Andrew, no specific recent incident prompted this, just an observation I've long had as a sports fan. As stated in the post, in the past few years, in both the NFL and NHL owners have successfully wrested away a larger share of revenues than before. Fans buy into the "overpaid" star routine, instinctively willing to criticize players who "get paid millions to play a game".

Andrew T said...

[JN: This comment is excerpted from an email I received in response both to this post and this story about Julius Thomas' contract situation with the Broncos.]

I guess when I first read your post, I focused more on the broader bargaining picture, for instance the 2011 CBA, because I tend to follow those stories more than the gossip about any individual player's negotiation. In that context, I do feel like the average person tends to favor the players (despite the actual negotiations going the other way entirely, boo). Given the choice between the owner class and the performer class, it's pretty easy to pick the 99% of the 1% over the 1% of the 1%. I felt the same way with the replacement ref debacle - though probably everyone's instinctive hatred of refs caused some inertia, which finally broke when we saw how bad it could really get haha.

But perhaps I missed your point - that it IS easy to back the players when the classes are broken down so clearly, but in most cases they AREN'T. I certainly appreciate that when you're hearing about the player's salary without also getting a peek at the owner's tax return, people will quickly forget half of the equation.
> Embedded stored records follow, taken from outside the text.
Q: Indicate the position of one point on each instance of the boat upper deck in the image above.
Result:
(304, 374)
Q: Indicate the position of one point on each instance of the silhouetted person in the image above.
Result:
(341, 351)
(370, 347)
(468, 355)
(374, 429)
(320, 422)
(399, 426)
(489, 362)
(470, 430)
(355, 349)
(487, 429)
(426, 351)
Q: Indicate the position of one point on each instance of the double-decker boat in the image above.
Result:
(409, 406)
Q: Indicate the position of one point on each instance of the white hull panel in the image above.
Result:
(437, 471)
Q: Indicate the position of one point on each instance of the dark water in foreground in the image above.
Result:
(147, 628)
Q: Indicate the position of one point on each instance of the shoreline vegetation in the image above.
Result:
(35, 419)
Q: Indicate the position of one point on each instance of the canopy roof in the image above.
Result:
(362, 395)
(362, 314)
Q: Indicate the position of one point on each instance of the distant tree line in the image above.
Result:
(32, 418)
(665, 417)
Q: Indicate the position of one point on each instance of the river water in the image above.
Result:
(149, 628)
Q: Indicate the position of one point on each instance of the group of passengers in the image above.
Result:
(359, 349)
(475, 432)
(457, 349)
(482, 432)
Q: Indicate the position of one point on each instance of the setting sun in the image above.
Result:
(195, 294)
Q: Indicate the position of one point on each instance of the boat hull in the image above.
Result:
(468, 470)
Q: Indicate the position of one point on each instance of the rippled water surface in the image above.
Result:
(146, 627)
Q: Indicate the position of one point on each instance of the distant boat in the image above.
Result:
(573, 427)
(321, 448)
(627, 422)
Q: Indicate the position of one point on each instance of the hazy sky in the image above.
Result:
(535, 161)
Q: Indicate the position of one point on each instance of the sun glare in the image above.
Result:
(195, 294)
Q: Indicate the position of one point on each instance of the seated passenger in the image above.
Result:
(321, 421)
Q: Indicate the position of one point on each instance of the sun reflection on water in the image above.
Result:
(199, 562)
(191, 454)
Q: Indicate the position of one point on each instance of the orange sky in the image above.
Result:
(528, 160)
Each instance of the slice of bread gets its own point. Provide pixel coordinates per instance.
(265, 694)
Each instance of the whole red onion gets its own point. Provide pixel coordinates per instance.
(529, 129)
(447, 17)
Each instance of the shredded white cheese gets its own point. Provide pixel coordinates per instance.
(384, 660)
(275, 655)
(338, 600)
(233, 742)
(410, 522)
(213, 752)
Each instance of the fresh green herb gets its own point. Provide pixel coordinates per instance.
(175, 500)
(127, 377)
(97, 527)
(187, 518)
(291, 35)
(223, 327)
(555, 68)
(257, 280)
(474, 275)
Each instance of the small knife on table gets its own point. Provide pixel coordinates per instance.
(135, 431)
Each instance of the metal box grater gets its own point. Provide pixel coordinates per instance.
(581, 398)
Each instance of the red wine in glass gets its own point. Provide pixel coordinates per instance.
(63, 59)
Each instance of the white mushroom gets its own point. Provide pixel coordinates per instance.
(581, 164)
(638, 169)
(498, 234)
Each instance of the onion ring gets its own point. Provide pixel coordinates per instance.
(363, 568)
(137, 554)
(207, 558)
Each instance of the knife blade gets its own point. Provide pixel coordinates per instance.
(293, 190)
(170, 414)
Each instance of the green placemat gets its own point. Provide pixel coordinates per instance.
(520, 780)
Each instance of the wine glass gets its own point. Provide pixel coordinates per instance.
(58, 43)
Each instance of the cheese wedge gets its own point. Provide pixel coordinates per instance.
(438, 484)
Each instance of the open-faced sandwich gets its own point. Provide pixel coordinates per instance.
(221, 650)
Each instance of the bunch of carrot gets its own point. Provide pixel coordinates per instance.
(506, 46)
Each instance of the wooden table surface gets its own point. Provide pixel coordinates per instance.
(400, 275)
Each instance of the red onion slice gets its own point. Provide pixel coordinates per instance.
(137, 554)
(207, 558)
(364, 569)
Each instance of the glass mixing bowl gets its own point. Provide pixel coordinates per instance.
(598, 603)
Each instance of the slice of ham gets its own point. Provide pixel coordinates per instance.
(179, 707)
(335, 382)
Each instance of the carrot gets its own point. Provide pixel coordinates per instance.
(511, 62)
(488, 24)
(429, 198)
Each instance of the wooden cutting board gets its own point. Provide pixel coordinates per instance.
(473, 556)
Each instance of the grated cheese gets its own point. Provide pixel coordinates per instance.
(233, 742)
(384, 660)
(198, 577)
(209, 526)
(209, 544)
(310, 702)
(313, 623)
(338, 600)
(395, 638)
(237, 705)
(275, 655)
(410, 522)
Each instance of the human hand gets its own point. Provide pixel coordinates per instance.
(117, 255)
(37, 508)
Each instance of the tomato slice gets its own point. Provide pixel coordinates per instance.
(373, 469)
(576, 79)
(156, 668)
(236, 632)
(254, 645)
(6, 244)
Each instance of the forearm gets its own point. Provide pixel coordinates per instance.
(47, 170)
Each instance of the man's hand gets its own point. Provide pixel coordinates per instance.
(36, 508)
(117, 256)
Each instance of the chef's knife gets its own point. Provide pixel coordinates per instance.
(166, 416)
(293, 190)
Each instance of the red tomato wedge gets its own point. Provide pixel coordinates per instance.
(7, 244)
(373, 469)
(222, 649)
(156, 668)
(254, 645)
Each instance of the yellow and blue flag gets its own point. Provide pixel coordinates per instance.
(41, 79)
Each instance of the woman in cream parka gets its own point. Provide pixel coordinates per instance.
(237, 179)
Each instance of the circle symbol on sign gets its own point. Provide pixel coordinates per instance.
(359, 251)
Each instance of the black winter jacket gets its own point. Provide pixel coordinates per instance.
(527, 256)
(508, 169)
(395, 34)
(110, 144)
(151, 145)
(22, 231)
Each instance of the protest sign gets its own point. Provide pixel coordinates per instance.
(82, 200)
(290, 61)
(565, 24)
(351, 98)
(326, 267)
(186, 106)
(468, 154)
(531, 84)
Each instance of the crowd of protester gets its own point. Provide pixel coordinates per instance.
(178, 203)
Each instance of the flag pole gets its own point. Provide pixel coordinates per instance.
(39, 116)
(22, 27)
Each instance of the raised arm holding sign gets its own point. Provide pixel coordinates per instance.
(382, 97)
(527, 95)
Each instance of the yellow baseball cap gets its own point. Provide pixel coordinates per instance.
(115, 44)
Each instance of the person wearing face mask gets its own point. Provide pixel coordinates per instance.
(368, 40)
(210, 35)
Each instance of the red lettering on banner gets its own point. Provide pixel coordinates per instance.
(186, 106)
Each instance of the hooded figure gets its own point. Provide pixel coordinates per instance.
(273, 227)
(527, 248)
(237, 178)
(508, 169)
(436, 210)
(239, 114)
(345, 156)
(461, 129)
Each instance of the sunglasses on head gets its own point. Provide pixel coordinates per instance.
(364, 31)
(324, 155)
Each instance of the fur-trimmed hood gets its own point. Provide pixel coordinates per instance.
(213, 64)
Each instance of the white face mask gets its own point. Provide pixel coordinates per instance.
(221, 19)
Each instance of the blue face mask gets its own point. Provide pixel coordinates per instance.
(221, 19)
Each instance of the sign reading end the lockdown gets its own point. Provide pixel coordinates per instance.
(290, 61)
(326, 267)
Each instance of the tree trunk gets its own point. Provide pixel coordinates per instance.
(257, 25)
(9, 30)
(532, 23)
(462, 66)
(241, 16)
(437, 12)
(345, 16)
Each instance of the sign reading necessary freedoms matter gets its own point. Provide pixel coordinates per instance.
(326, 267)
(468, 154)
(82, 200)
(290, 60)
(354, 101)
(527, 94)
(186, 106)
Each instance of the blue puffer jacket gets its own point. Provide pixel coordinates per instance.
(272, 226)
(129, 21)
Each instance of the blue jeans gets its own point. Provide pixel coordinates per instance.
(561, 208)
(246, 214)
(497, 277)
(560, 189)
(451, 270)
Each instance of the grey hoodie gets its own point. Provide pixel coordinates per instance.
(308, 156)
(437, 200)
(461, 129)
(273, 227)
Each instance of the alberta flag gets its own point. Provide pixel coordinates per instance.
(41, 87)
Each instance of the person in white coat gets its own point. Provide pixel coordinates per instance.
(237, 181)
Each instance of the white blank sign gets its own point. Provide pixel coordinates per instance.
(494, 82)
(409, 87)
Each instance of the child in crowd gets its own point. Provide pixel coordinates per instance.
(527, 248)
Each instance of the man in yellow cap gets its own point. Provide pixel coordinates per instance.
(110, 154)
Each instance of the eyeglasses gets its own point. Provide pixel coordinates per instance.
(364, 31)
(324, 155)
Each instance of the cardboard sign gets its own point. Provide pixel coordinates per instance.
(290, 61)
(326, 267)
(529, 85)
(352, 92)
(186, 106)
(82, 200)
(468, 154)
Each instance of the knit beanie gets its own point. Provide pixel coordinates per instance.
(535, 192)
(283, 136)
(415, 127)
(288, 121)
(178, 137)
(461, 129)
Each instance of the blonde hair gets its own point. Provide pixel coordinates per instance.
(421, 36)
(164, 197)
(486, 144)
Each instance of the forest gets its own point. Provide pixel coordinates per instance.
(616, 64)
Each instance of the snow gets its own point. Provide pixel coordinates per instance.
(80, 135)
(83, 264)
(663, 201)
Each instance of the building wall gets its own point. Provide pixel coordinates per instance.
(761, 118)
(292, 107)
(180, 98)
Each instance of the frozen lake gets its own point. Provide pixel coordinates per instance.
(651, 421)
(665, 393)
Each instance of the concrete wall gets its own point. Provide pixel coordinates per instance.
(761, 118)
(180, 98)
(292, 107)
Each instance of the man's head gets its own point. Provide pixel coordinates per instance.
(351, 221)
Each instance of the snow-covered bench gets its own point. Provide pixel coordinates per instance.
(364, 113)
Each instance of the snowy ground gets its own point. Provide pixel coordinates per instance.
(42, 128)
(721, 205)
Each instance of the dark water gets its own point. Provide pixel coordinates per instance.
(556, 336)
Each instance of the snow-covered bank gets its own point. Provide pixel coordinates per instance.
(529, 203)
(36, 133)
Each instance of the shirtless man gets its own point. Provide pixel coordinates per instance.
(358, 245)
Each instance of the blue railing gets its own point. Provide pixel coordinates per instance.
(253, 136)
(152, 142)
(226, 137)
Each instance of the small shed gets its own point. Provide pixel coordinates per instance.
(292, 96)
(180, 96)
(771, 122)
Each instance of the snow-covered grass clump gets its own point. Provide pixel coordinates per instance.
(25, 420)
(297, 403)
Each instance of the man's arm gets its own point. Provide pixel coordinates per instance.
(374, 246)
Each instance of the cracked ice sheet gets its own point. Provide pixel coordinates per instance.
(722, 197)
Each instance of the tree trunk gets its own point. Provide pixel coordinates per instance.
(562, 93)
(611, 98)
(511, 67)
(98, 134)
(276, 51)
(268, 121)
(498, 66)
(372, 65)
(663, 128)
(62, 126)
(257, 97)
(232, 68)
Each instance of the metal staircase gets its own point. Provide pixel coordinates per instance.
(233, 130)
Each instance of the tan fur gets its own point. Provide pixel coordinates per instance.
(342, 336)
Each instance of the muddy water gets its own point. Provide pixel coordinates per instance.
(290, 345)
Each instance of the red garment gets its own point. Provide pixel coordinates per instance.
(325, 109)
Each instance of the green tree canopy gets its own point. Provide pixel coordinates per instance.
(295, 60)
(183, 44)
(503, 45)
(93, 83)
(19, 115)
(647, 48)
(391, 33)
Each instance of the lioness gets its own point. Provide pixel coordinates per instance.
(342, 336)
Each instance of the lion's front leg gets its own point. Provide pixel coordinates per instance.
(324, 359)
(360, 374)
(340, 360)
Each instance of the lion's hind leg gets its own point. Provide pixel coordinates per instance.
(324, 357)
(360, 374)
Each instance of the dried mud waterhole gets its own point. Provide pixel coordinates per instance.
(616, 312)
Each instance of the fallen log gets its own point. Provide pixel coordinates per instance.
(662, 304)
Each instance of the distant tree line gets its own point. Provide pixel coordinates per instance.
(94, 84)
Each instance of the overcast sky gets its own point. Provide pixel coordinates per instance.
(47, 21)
Final thing: "Financial security." To me, invoking this is a dishonest argument, and dishonest arguments are the fastest way to undermine advocacy, so easy for the other side to call out and taint your entire agenda with bad faith. I feel like I see it far too often, some well-meaning writer pushing the rhetoric just a bit too far in the name of a good cause, and it makes me crazy. Thomas's last 4 years earned him over $2 million, and he could've had $8 million more for the next year alone. Let's say next year is all he gets and he somehow only takes home a third of that total. Sorry, Deadspin, but $3 million is STILL financial security. Yes, it's possible to fritter it all away in a heartbeat*, and it's possible you might have to go back to college or get a job, but I don't think most people's definition of "secure" is "never have to work another second". And if $8 million a year somehow isn't financial security, I don't really see how $10 million is. He's not looking for financial security, he's looking for financial luxury.

And that's fine! The players deserve it! (At least, they deserve it more than the owners.) Why not have luxury, when a fair share of the profits of the industry is unquestionably luxurious? That was the argument you made, and I agreed. But Deadspin recognized that negotiating for luxury, even completely justifiably, doesn't sound as good as "financial security", so they recast the argument, and now they sound like assholes, in the name of a good cause.